As for that house at 348 Homewood in Brentwood? A gift from Mr. Norman, made sometime between March and June, as scant compensation for a lass who was wasting her fertility on a stubborn old goat who wouldn’t give her the home and children she craved. Oh, sorry, I meant to say, “I loved him like a father,” as stated by Mrs. Stoner in deposition today.

One-Armed Painter Injured in Crash

April 21, 1947
Los Angeles

Joseph Scarantino, 39, of 8845 Sepulveda Blvd., Van Nuys, suffered facial lacerations and possible broken ribs early today, when his car was dragged 450 feet by a Southern Pacific train at a grade crossing near his home. Scarantino, a painter, is missing one arm as the result of a similar accident some years ago.

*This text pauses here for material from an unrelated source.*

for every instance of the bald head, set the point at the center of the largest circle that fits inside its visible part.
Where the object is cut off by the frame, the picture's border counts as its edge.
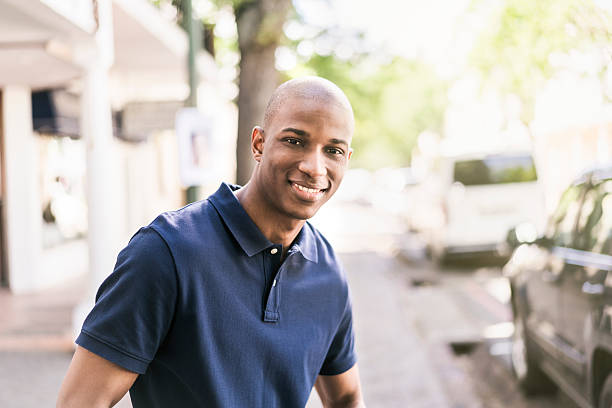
(310, 88)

“No Regrets,” Says Boy Who Killed Sweetheart

April 20, 1947
Los Angeles

For as long as there’s been a highway into the hills, young lovers have gone up into Angeles National Forest on Saturday nights to be alone in the dark. Gerald Snow Welch brought his beloved Dolores Fewkes, 16-year-old Montebello High student, to the deserted Horse Flats picnic grounds. He also brought his .22 rifle.

What Welch swore was a suicide pact went awry when both shells he had brought proved necessary to extinguish the young lady’s existence. In fact, he had to beat her roundly with both stock and barrel of his gun to finish the job. Then he carried her body down the mountain to the cops, stated his “purpose in life had been completed,” and expressed impatience for the State to execute him.

From suicide watch in a padded Pasadena Police Station cell, Welch told officers that it was he who wished to die; Dolores had begged to join him. His depression could immediately be blamed on three miserable months spent in the Navy, which culminated in a medical discharge. In service, suffering “religious disillusionment,” Welch came to doubt the things he’d been told in Sunday school. He went to the library and read Plato, Schopenhauer and Emerson. In Schopenhauer, he found justification for suicide. Bu the roots of Welch’s troubles go back a decade, when the then-eight-year-old saw a neighbor, fleeing police after murdering her husband, blow her brains out in front of him.

Welch said he loved Miss Fewkes and longed to join her in heaven. For now, he appreciated the padded cell, a quiet place where he could be alone with his thoughts. And if the State declined to kill him, he would be happy to finish the job himself.

Young Love

Proof positive. Emerson is a loaded weapon in the hands of children. And Schopenhauer, a loaded weapon with a skull-fracturing buttstock.

The Fewkes’ lived in the back house, at 5941 Gage —

and it was here where Dolores lived her life, dreamed her dreams, and let her heart beat for a budding existentialist who had issues with Christianity and women. A potent combo. “In the last five years my mother’s attitude toward me changed,” said Welch. “There wasn’t the same kind of affection as there used to be. And the church didn’t live up to what it was supposed to.” Who wouldn’t adopt what the papers called “the immature philosophy of pessimism?”

Maybe part of his escape to Horse Flats had to do with feeling confined in this newly-dense urban environment. The likes of Huntington Park, Walnut Park, Bell Gardens and South Gate had been, just previous to his birth, endless acres of grazing sheep and cauliflower fields (Amelia Earhart learned to fly in one such South Gate expanse of dirt). In the early 20s cities were incorporated, every inch was parceled out, and frame buildings went up like mad.

Welch lived in this one, at 7501 Whitsett:

And it was here, during his post-Navy freakout, he argued religion, thought his dark thoughts, and formulated a philosophy based on a common youthful misreading of Schopenhauer (seemingly endemic to the postwar geist).

Like get hip. Murder-suicide is no answer in an absurd vacuum, dad.